You can find an example implementation in CoopIHC-Zoo’s pointing module. Below are the important steps:
Warning
Example outdated
TASK_SIZE = 30
TARGETS = [1,5,6,19]
action_state = State()
action_state["action"] = StateElement(
0,
autospace([i for i in range(TASK_SIZE)]),
out_of_bounds_mode="error",
)
# Define the user_policy_model that the assistant will use
user_policy_model = XXX
# Define Policy
agent_policy = BIGDiscretePolicy(action_state, user_policy_model)

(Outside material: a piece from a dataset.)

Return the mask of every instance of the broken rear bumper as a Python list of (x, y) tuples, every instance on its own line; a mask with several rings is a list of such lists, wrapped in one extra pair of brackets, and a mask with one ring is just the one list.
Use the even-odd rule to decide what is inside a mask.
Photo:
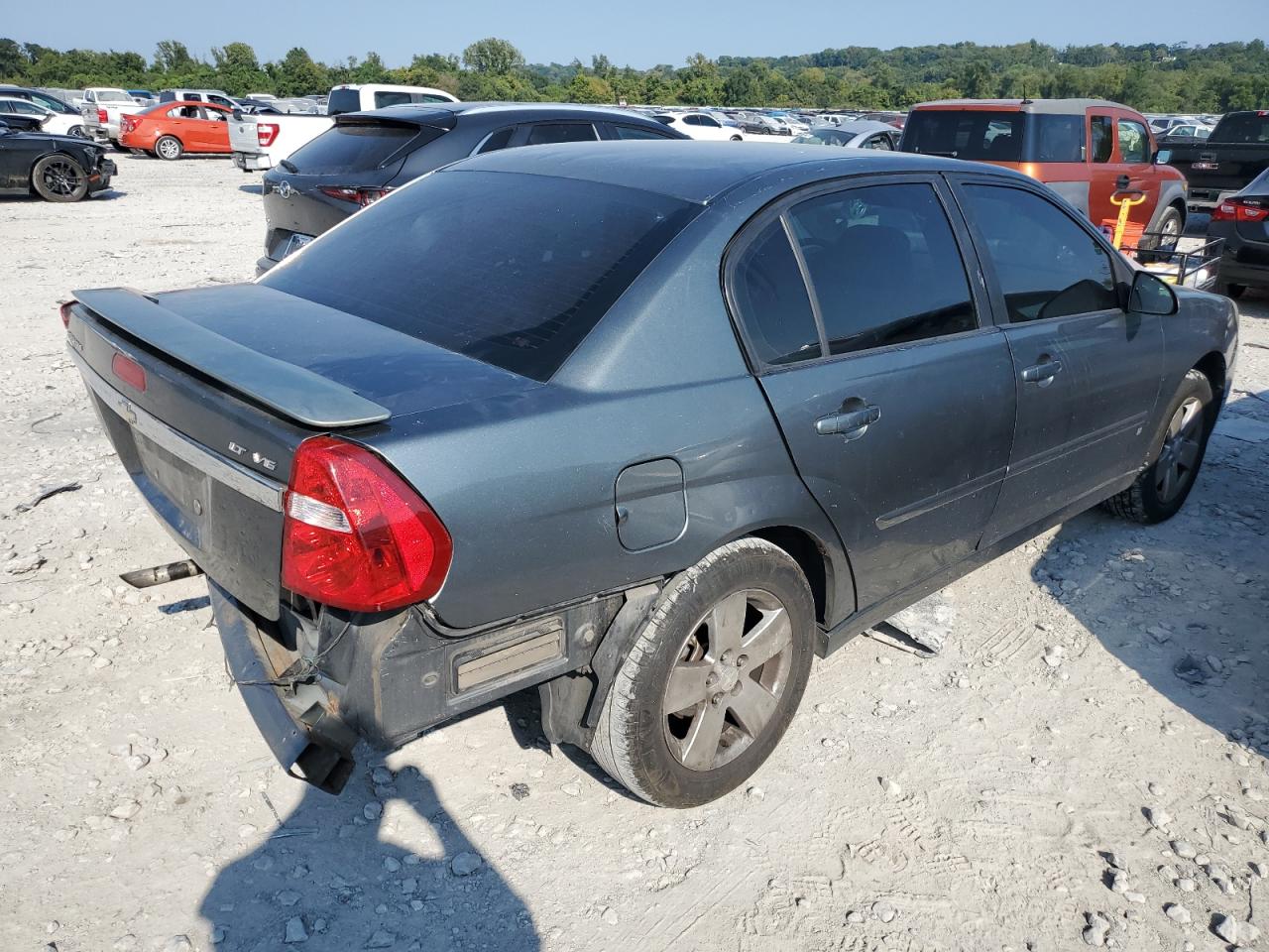
[(331, 713), (320, 687), (298, 684), (288, 689), (270, 683), (284, 669), (277, 670), (278, 661), (270, 658), (255, 621), (211, 579), (208, 592), (230, 675), (273, 755), (287, 773), (327, 793), (339, 793), (353, 772), (357, 734)]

# Specify the potential Goal states of the user. Here, potential goals are all cases where targets may be the use goal
set_theta = [
{
("user_state", "goal"): StateElement(
t,
discrete_space(numpy.array(list(range(TASK_SIZE)))),
)
}
for t in TARGETS
]
# Attach this set to the policy
self.policy.attach_set_theta(set_theta)
# Define the predicted future observation of the user due to assistant action
def transition_function(assistant_action, observation):
"""What future observation will the user see due to assistant action"""
# always do this
observation["assistant_action"]["action"] = assistant_action
# specific to BIGpointer
observation["task_state"]["position"] = assistant_action
return observation
# Attach it to the policy
self.policy.attach_transition_function(transition_function)
LinearFeedback
RLPolicy
The RLPolicy is a wrapper for a neural network trained via Deep Reinforcement Learning. For an example, head over to Using Reinforcement Learning.
WrapAsPolicy
- 1
Liu, Wanyu, et al. “Bignav: Bayesian information gain for guiding multiscale navigation.” Proceedings of the 2017 CHI Conference on Human Factors in Computing Systems. 2017.